Some of our findings do not entirely correlate with previous studies published by Light et al.23 concerning Raw and sGaw. Despite the fact that Raw and sGaw did not add significant information in that study, these parameters did show a higher sensitivity than FEV1 and FVC to predict bronchodilator responses. Nevertheless, more recent studies suggest that these parameters can in fact accurately predict FEV1 reversibility, but these have been carried out mostly among children and adolescent populations.16, 24 However, one particular study showed that sGaw and FEF25–75% were the most sensitive pulmonary function measurements to detect bronchodilatation among mild asthmatic patients but these results could not be confirmed in patients with moderate disease.25 Conversely, in our study, both these parameters, particularly sGaw, were able to demonstrate bronchodilator reversibility despite the fact that most of our patients had moderate asthma (FEV1 <80% of predicted).

Regarding PEF, other authors also reported that reversibility of airflow obstruction in patients with obstructive lung diseases could be shown by PEF measurements in a comparable way to those obtained by FEV1.15

In our study, FEF25–75% significantly contributed to the assessment of reversibility of airways in asthmatic patients. However, caution should be taken when considering FEF25–75% alone; it only should be contemplated when accompanied by an improvement in FEV1 and/or FVC, and also, the measurement should be done isovolumetrically.

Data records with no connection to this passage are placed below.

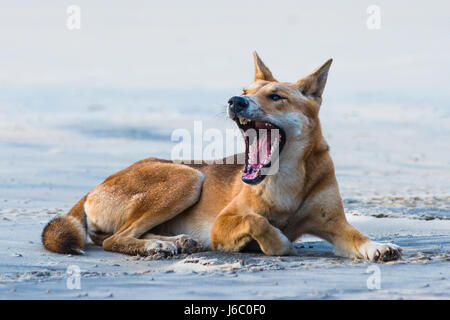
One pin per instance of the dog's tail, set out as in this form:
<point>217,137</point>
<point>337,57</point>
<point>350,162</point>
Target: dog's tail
<point>67,234</point>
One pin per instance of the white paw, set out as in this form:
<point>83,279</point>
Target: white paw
<point>164,247</point>
<point>375,251</point>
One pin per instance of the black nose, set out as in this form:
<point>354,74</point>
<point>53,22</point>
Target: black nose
<point>237,103</point>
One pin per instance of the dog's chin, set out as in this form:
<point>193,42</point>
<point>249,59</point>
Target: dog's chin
<point>262,148</point>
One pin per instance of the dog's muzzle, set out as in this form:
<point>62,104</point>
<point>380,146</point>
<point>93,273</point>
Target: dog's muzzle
<point>237,105</point>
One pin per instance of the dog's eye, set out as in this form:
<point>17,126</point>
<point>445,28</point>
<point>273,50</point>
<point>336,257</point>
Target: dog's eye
<point>274,97</point>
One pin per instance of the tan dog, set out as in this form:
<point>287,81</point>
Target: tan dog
<point>160,206</point>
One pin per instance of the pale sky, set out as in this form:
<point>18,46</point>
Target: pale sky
<point>208,44</point>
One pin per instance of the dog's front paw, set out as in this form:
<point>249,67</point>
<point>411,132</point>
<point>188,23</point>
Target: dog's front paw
<point>165,248</point>
<point>375,251</point>
<point>186,244</point>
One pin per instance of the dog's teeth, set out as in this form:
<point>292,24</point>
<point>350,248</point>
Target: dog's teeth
<point>243,121</point>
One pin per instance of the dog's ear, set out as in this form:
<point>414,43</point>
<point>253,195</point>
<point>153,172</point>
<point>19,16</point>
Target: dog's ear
<point>261,71</point>
<point>313,84</point>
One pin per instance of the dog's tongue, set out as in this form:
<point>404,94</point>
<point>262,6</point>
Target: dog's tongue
<point>260,149</point>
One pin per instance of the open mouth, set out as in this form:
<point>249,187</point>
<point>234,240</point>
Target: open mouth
<point>263,144</point>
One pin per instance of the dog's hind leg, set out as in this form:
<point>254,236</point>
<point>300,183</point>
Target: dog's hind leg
<point>183,242</point>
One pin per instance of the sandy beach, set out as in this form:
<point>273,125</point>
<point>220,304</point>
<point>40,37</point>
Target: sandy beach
<point>77,107</point>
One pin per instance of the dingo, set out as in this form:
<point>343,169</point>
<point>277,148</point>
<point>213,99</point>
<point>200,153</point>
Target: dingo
<point>158,206</point>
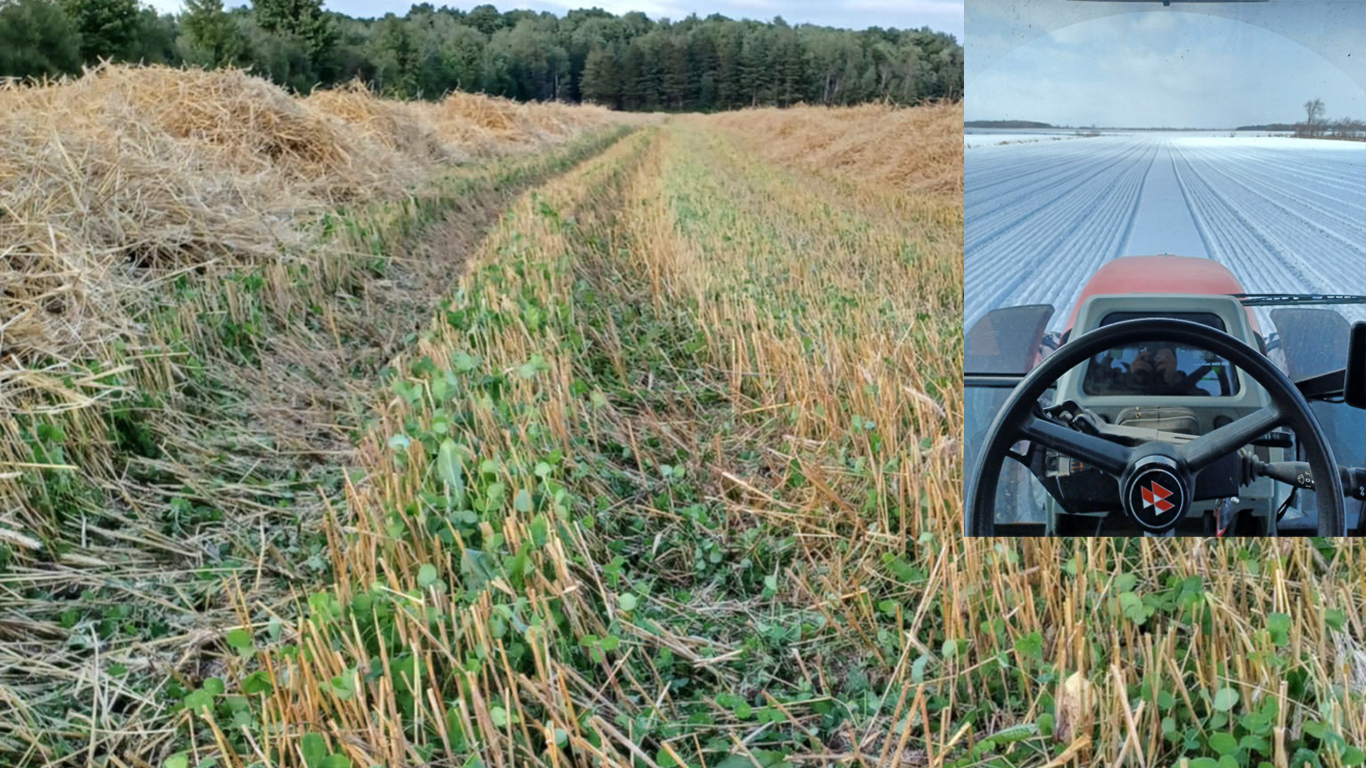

Our study has a number of strengths and limitations. All patients were never-smokers diagnosed with asthma based on clinical grounds; they probably were representative of a typical population of asthmatic patients. Both groups were demographically homogeneous thus avoiding possible bias. Nevertheless, our cohort is number limited and larger samples would be necessary to draw additional conclusions. Another important limitation is the lack of a control group represented by normal subjects without asthma.

Conclusions

Assessment of reversibility is part of the common evaluation of patients with asthma or other obstructive pulmonary diseases, however international criteria may underestimate significant functional responses to bronchodilators in asthmatic patients. Based on our results, attention should be given to other functional parameters but the mainstream of bronchodilator treatment should not obviate the symptomatic improvements reported by each patient.

Ethical disclosuresProtection of human and animal subjects

The authors declare that no experiments were performed on humans or animals for this study.

Confidentiality of data

The authors declare that they have followed the protocols of their work center on the publication of patient data.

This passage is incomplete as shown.